For the first time, the mining revenue on Ethereum hit an ATH of $1.37 billion in February. This marks a 65.1% rise from the previous month’s earning of about $829 million.
A large chunk (52.8%) of the total mining revenue came from the high transaction fees charged on the network. The remainder (47.2%) was from block subsidies. According to Etherscan, Ethereum recorded the highest average hash rate of 423,581.9243 GH/s on March 02. This indicates about a 38.3% increase in mining activities since the year began.
Mining difficulty has also grown to 5,362 TH/s, which is about a 17% rise from the previous difficulty recorded in February. The newly made ATH is not surprising as miners could have sold Ether to make more money when the transaction fee was still high.

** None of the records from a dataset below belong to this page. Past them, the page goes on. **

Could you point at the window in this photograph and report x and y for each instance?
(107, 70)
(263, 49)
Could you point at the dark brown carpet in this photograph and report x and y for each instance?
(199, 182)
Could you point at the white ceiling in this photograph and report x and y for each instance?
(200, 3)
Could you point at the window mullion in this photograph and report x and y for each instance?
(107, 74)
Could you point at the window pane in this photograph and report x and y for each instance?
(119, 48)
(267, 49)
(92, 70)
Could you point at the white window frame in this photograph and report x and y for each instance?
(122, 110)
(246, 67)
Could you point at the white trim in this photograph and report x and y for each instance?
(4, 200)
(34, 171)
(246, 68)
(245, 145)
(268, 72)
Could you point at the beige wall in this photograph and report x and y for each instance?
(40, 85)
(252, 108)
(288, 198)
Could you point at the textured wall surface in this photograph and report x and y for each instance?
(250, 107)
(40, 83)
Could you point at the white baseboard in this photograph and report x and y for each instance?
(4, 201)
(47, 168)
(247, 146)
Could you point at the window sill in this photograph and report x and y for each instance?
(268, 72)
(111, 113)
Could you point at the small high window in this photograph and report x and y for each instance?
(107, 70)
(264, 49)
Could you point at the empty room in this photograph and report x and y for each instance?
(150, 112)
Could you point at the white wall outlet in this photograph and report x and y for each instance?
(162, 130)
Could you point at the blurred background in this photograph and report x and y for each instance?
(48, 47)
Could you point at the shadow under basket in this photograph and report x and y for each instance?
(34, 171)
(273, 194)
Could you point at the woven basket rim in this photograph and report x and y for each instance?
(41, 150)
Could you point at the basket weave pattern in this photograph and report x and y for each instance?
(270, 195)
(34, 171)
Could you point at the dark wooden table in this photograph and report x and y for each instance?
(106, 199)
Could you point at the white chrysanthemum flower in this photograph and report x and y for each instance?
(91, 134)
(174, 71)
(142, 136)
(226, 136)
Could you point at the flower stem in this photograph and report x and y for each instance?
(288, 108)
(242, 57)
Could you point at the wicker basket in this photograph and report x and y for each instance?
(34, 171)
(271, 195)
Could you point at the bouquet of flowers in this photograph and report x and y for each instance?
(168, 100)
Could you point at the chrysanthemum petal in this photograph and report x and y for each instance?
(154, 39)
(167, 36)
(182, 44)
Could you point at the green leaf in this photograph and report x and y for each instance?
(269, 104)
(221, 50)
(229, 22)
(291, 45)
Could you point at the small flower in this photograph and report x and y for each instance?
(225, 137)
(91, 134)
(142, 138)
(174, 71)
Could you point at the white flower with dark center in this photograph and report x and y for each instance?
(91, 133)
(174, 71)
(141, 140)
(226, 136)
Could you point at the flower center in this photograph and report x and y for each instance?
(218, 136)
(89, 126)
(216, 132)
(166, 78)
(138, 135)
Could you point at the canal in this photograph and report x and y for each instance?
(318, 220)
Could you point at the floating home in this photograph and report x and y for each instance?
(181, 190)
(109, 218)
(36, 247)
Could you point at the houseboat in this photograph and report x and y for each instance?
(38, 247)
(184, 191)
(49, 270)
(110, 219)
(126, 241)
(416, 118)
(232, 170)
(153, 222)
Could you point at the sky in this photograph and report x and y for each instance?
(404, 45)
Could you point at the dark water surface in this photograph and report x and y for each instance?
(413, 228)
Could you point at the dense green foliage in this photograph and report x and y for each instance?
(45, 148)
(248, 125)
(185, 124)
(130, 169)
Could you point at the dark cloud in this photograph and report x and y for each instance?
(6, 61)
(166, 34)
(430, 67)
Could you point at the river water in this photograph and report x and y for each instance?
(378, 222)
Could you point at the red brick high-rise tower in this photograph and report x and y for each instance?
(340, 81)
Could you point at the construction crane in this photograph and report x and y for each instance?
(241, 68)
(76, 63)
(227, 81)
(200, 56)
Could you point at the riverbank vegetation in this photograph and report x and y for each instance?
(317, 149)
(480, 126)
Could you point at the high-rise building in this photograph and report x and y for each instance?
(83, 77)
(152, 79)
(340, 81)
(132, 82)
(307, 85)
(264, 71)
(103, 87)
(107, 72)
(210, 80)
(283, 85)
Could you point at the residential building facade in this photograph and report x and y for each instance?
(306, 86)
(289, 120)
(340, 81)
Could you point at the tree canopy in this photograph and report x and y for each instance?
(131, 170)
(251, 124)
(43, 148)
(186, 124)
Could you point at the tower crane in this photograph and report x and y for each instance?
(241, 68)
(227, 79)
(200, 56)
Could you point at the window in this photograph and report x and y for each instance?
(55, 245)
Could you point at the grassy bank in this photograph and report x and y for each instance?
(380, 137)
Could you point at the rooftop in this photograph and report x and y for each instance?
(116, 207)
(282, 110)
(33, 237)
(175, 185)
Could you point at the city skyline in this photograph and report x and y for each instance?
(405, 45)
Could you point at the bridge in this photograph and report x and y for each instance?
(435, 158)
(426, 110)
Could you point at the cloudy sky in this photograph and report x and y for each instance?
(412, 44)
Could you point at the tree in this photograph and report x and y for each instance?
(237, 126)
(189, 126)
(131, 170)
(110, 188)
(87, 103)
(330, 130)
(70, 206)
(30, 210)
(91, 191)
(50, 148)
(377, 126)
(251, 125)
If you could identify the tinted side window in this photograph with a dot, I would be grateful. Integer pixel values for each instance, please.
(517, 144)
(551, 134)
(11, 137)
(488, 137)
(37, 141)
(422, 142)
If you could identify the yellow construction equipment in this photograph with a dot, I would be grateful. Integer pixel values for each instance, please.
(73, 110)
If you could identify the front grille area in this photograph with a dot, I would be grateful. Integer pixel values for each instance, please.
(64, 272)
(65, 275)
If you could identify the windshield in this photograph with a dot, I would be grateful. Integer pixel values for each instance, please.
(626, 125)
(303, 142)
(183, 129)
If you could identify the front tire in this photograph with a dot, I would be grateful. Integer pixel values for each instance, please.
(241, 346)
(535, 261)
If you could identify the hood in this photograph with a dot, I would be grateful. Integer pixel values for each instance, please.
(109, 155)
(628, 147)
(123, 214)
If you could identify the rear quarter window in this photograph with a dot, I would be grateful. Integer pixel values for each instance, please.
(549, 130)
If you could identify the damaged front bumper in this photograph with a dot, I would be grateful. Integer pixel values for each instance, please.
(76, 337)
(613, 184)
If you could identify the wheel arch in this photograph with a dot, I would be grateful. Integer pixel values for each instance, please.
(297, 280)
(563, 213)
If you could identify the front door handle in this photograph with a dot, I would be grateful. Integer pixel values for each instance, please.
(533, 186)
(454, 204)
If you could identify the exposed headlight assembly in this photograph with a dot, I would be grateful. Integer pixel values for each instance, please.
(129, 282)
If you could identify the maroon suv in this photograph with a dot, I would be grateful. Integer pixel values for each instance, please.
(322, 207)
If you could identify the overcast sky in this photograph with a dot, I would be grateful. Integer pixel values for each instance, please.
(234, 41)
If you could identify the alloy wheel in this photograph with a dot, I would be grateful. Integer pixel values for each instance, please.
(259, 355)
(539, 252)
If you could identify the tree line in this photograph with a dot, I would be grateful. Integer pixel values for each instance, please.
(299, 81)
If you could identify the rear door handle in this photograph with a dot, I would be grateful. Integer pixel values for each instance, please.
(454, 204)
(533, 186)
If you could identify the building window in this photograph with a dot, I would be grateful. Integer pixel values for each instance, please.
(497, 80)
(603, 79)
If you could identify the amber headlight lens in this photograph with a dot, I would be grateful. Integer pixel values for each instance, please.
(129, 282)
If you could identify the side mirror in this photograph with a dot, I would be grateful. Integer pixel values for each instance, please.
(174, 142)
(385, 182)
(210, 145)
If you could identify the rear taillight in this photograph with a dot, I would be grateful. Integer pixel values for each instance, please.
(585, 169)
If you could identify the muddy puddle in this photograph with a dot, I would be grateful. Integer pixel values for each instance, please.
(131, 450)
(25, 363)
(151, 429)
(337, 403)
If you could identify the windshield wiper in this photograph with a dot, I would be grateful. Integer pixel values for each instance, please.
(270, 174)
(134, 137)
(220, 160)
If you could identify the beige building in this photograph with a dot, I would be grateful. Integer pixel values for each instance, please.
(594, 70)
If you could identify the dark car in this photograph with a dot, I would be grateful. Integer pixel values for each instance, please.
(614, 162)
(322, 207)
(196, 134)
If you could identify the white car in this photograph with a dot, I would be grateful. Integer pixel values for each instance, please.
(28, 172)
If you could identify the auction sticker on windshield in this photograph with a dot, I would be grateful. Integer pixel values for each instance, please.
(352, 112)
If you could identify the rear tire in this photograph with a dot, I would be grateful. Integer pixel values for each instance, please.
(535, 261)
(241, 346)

Upgrade May Cause a Slash in Ethereum’s Mining Revenue
Not long ago, the gas fees on the network dropped drastically from its ridiculously high value of $38 to about $10. The drop came after Ethereum CEO, Vitalik Buterin announced an upgrade tagged Ethereum Improvement Proposal (EIP) 3298.

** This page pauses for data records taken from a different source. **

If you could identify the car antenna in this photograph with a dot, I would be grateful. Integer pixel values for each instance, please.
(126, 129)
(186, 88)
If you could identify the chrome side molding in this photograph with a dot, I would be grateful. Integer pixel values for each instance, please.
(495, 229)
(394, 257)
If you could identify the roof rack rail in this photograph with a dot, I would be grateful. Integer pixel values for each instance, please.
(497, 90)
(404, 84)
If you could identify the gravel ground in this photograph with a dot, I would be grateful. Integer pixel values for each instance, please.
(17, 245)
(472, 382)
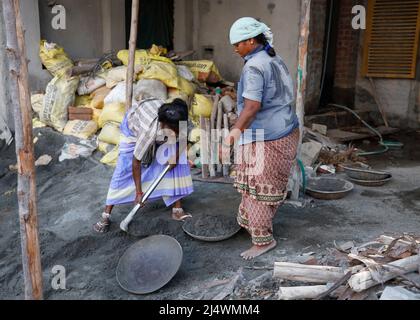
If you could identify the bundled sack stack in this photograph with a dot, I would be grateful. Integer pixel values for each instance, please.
(94, 102)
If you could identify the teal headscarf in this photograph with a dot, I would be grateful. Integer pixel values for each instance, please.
(247, 28)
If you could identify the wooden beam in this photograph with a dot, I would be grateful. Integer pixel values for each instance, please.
(305, 15)
(132, 52)
(26, 189)
(307, 273)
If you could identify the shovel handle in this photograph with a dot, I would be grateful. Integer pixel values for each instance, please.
(124, 224)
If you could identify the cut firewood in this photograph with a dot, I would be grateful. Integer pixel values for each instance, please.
(307, 273)
(337, 285)
(364, 279)
(303, 292)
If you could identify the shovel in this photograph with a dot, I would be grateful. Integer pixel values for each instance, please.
(124, 224)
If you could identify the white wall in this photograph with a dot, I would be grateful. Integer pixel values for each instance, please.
(211, 21)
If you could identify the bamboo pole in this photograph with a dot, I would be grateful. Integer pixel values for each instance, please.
(305, 15)
(26, 190)
(132, 52)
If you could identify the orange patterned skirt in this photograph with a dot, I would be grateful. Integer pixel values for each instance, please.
(262, 180)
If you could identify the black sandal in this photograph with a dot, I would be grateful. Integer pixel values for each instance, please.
(103, 225)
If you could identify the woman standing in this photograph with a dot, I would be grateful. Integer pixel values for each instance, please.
(266, 120)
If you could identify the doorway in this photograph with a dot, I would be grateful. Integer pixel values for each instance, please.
(156, 23)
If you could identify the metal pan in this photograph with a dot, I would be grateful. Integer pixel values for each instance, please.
(149, 264)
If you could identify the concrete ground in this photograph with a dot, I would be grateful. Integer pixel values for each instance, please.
(71, 195)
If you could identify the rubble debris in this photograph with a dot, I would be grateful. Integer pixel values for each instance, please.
(43, 160)
(374, 264)
(322, 129)
(310, 152)
(398, 293)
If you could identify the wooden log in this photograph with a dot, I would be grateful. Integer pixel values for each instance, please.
(26, 189)
(80, 70)
(226, 157)
(80, 110)
(204, 154)
(307, 273)
(208, 144)
(305, 15)
(364, 280)
(132, 51)
(218, 135)
(213, 149)
(301, 292)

According to the CEO, the proposal will considerably lower the demand for gas tokens by removing the gas refunds on the “SELFDESTRUCT” function in the London upgrade. Since the news release, the gas fees has dropped below $10. Right now, an ERC20 transfer on the network will cost, on the average, $7.25.

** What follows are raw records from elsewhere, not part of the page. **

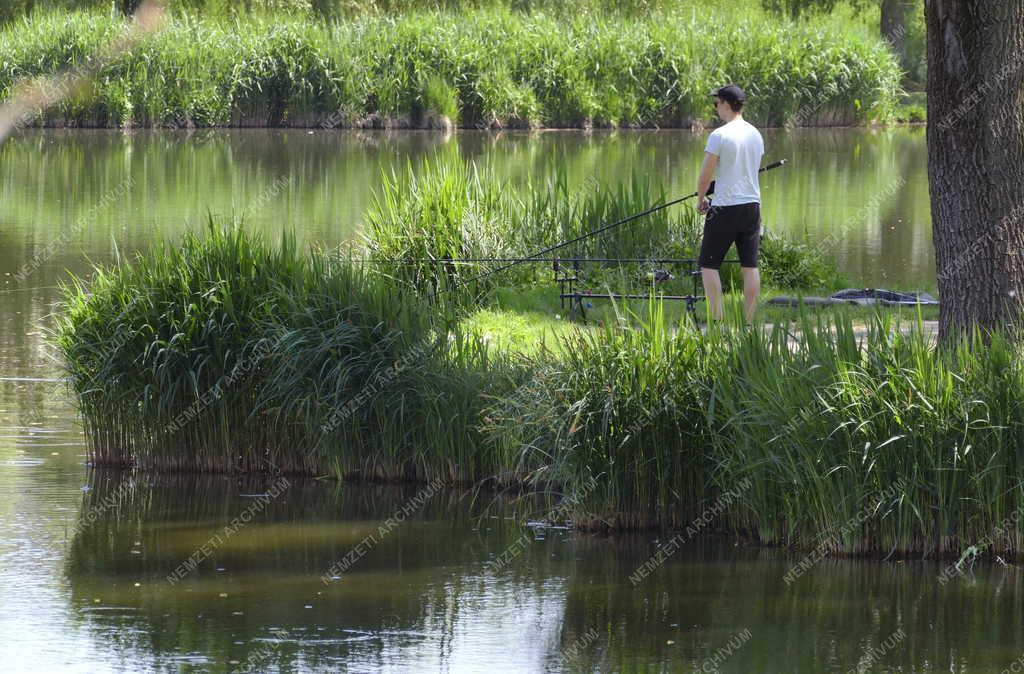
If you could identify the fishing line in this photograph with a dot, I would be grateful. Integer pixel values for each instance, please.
(535, 257)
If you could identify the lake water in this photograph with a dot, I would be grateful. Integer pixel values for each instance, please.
(102, 571)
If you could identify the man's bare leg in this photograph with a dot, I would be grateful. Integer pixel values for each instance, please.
(752, 288)
(713, 291)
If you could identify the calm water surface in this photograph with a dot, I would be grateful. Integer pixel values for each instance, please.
(416, 581)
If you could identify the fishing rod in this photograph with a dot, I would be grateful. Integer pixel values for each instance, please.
(538, 256)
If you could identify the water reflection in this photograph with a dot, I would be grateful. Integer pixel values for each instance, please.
(428, 596)
(95, 192)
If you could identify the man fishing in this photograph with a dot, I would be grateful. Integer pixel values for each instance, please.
(732, 158)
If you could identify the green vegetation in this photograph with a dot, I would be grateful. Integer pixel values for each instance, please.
(224, 353)
(876, 443)
(489, 69)
(451, 209)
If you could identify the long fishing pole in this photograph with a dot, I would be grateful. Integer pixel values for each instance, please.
(601, 229)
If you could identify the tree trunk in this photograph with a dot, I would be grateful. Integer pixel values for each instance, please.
(976, 160)
(894, 27)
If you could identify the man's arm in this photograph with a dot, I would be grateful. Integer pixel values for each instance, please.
(704, 182)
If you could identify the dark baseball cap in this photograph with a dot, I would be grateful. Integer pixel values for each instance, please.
(729, 93)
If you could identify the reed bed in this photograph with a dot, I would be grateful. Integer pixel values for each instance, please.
(450, 208)
(225, 353)
(812, 435)
(815, 438)
(487, 68)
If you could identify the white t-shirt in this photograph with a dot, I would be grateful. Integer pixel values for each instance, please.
(739, 148)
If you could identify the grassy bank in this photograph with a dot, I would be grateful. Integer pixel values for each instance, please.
(883, 445)
(453, 209)
(488, 68)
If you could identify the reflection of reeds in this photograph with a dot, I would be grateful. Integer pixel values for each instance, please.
(29, 99)
(485, 68)
(271, 566)
(881, 444)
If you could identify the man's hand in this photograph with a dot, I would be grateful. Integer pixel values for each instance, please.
(704, 181)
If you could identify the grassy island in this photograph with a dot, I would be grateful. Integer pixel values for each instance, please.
(488, 68)
(837, 430)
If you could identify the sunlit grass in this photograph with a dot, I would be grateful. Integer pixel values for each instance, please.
(485, 68)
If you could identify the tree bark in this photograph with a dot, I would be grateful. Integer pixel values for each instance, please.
(976, 160)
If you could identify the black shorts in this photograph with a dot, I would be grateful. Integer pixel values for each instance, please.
(727, 224)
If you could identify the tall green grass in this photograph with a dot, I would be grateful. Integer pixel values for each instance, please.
(451, 209)
(822, 435)
(227, 353)
(487, 68)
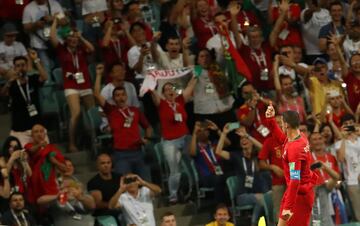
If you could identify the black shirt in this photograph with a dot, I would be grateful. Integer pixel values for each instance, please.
(8, 219)
(241, 173)
(107, 188)
(20, 118)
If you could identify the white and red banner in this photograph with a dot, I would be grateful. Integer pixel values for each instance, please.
(152, 76)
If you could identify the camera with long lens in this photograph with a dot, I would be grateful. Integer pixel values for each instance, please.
(129, 180)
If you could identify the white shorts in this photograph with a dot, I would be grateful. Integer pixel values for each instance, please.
(25, 136)
(80, 92)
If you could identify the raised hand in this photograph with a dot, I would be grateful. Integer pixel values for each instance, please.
(234, 8)
(100, 68)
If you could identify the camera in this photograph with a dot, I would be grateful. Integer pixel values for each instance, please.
(316, 166)
(117, 20)
(350, 128)
(129, 180)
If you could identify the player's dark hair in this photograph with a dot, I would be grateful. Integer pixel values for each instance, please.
(166, 214)
(292, 118)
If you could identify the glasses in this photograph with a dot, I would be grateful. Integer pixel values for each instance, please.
(20, 65)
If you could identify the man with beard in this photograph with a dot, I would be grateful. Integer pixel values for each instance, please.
(125, 122)
(287, 98)
(172, 59)
(221, 216)
(17, 214)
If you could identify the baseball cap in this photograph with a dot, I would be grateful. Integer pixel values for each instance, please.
(319, 60)
(333, 93)
(9, 28)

On Feb. 28, Vitalik also announced the EIP-1559 which aims to reduce miners’ revenue in a bid to lower the high gas fees. Therefore, ETH fees would be rewarded to ETH holders and not miners. This would reduce the volatility of the network’s gas fees but cut out miners’ transaction fees reward.
The EIP-1559 is critical to the evolution of Ethereum’s network. However, there are opposing views concerning the upgrade. The F2Pool has supported the view, while the SparkPool called it “robbery”.